If you have not been active these last few years, make sure your path to fitness is realistic and achievable. Don’t plan to work out seven days a week if you are just starting out. Under that scenario, if you are very motivated and strong-willed, you may last 2 weeks, and most of us will last about one week. Your body needs time to adjust to the new regimen and recover. Probably three times a week (for consistency), and for 20 to 30 minutes (with no more than 10% increase per week) might be enough. There is no worse fitness plan than the one you just quit because it was too hard and not enjoyable.
Your plan also needs to be balanced, which means you are hitting all key fitness components: cardio, strengthening and flexibility.
Cardiovascular exercise will improve your heart, lungs, circulatory systems, muscles, mental health, sleep and more. It will improve your entire body’s physiology, and swimming is a prime example of a cardio exercise. To benefit from it, ideally you need to perform sustained aerobic activities for a minimum of 20 minutes. If you are just starting out, just swimming 20 minutes with as much rest as you need will do the trick, slightly increasing the intensity, time or distance while progressively reducing your rest in between. If you are at a higher level of fitness, already used to swimming one hour or more, make sure you start including high intensity interval training to improve your speed and challenge your higher intensity energy system.

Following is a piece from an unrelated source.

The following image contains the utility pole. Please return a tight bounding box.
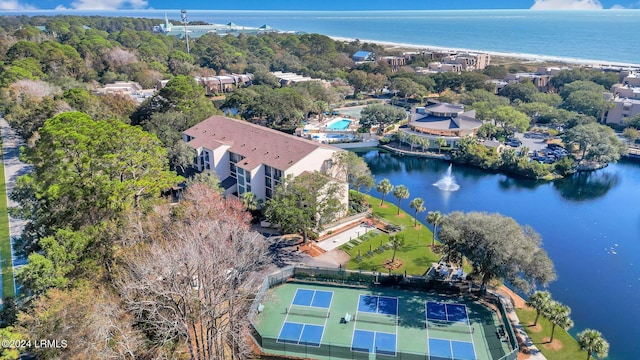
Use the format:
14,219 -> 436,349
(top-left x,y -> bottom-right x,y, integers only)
180,10 -> 189,54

Strengthening: You need to challenge your muscles by lifting weights, moving your body against gravity, or using other resistance-training tools. In the pool it might just mean pulling with some paddles. However, if you are new to swimming, make sure your technique is good and your paddles are not too big to safely pull without getting injured. For the novice swimmer, I would recommend using small weights or stretch cords on land as a first step to strengthening exercises. Squats, lunges, step-ups, climbing stairs, and core conditioning are all staple exercises.

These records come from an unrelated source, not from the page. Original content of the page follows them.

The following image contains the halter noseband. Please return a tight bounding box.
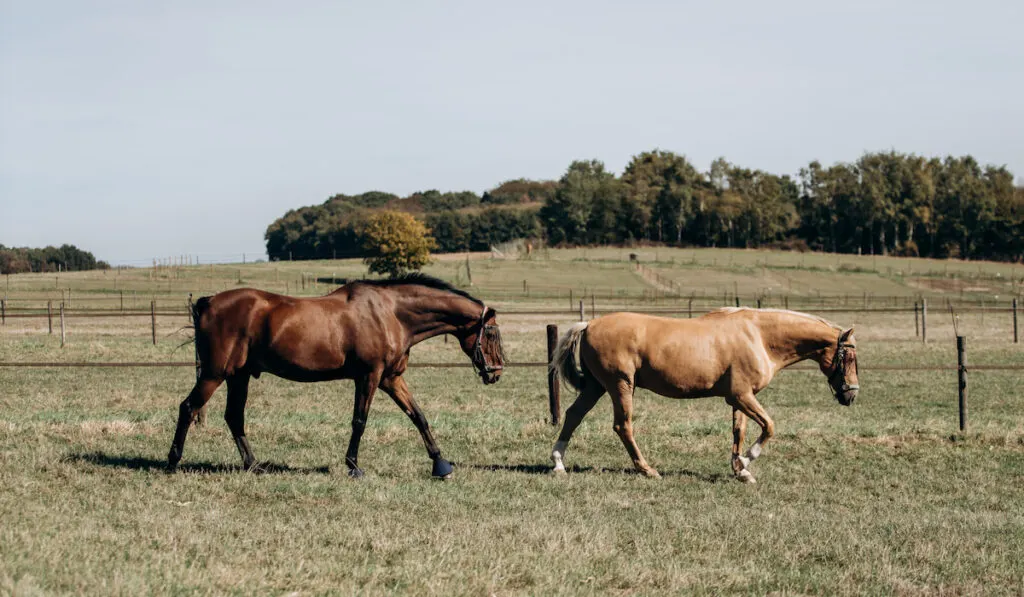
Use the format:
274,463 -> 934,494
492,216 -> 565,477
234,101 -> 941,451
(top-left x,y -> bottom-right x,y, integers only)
473,305 -> 505,375
828,340 -> 860,395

Flexibility: As we age, we lose elasticity in our tissues. This negatively affects our quality of movement, our postural alignment, and increases our risk for injury. To be able to swim correctly with good technique, you need effective flexibility, which means a good pain-free range of motion with stability and strength to support movement at the joint (some can be too flexible!). Incorporate movements that extend your range of motion as well as reinforce the muscles around your joints. If you cannot get into a streamline position or extend your arm in front of your shoulders on land, you will not be able to do it in the water. Are your ankles flexible enough to have an efficient kick? If not, attending a yoga or Pilates class can be helpful.
Before you start to design your plan to health and fitness, make sure you talk with your health care provider to assess your level of fitness and take care of existing health conditions. Once you have the go ahead, create a weekly balanced exercise plan, not too ambitious but consistent and enjoyable, so you can easily stay with it. Measure your current level of fitness, set up small measurable and achievable goals, increase slowly and progressively the intensity and make sure to include time for recovery. Celebrate progress, be adaptable and most importantly have fun with it. You are on your way to a healthier YOU.